Frequently asked questions
Is MiniMax M3 free to use?
The weights are published for download, so you can run the model on your own hardware without paying MiniMax per request. That is not the same as “free,” because you pay for the GPUs and operations. Using it through MiniMax’s API costs money per token, though the rates are very low compared to closed frontier models. And “open weight” is not fully open source: the license carries restrictions, so read the current terms before commercial use.
What is a 1-million-token context window in practical terms?
Roughly 700,000 to 750,000 words of English, or a mid-sized code repository, held in a single request. It lets the model reason over a large body of material at once instead of you splitting it into pieces. A large window is a ceiling on how much the model can take in, not a guarantee it reasons perfectly over all of it, so test on your own content.
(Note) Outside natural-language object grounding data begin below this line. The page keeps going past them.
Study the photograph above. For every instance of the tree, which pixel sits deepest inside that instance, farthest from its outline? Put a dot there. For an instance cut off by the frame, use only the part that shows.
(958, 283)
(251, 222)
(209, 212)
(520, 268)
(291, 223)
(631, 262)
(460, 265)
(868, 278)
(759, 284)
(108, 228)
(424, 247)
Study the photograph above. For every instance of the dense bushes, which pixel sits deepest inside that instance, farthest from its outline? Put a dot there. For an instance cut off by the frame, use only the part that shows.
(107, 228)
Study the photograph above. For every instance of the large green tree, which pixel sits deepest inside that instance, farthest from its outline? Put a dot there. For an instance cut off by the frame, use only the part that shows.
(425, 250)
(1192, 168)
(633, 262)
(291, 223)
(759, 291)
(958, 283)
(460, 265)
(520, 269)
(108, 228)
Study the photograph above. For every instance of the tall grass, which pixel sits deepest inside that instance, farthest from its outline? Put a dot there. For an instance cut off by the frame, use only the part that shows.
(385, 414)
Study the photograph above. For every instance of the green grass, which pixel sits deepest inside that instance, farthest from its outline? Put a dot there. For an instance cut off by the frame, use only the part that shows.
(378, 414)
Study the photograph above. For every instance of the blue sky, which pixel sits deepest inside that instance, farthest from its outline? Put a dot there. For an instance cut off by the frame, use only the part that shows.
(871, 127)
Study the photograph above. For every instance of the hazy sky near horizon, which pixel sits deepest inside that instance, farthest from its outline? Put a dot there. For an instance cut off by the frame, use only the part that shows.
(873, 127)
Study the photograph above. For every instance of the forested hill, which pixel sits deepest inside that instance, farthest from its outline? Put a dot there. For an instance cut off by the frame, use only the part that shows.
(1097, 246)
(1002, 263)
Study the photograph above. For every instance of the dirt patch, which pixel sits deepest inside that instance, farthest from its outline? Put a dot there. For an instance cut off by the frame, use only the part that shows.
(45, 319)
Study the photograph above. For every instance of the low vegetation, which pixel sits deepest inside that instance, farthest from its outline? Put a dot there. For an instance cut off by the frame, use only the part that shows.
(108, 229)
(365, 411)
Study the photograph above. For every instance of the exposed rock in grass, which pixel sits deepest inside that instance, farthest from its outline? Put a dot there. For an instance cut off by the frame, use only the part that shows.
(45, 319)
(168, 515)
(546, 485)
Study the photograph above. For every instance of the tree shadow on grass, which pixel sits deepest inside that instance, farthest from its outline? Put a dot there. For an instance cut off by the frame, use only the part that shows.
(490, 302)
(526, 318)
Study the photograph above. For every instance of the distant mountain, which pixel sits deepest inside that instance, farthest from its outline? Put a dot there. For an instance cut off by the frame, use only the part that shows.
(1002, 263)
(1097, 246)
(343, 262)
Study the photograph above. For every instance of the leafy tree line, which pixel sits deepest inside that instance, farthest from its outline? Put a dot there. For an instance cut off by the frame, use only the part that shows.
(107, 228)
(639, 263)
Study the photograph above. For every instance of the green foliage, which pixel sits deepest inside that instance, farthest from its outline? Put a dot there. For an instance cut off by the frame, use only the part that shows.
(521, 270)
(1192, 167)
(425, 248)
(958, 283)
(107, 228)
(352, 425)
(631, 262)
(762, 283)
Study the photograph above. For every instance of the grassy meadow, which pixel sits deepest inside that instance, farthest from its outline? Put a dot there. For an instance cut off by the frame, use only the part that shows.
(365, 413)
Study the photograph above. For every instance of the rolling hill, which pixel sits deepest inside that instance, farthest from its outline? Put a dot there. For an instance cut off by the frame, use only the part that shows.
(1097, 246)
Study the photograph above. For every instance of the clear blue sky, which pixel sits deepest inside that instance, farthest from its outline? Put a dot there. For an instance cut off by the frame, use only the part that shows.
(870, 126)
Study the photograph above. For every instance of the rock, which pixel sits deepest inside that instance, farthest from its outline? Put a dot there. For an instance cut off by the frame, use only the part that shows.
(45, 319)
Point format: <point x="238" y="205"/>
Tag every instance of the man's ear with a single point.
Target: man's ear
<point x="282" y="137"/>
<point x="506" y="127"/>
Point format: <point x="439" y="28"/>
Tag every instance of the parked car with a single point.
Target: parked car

What is MiniMax Sparse Attention (MSA)?
It is the architecture that makes the 1M context affordable. Standard attention compares every token to every other token, and that cost grows with the square of the length, which makes long contexts slow and expensive. Sparse attention attends selectively instead, focusing compute where it matters. MiniMax reports it cuts per-token compute to about one-twentieth of its prior generation at 1M context, with roughly 9x faster input processing and 15x faster output generation.
How does MiniMax M3 compare to GPT-5.5 and Claude Opus?
On the SWE-bench Pro coding benchmark, M3 scored about 59%, which MiniMax positions as on par with GPT-5.5 and approaching Claude Opus 4.7. It is competitive at the frontier, not clearly ahead. What separates it is being open-weight and dramatically cheaper. For narrow tasks where you need the single best model, keep testing the closed leaders alongside it.
Can I run MiniMax M3 on my own hardware?
Yes, that is the point of an open-weight release. Running it at full capability is a serious commitment, though: reports at launch put full deployment at hundreds of gigabytes of GPU memory, realistically a multi-GPU cluster. Quantization can lower those requirements. If you do not have that hardware or appetite, the API gives you the same model without the ops burden.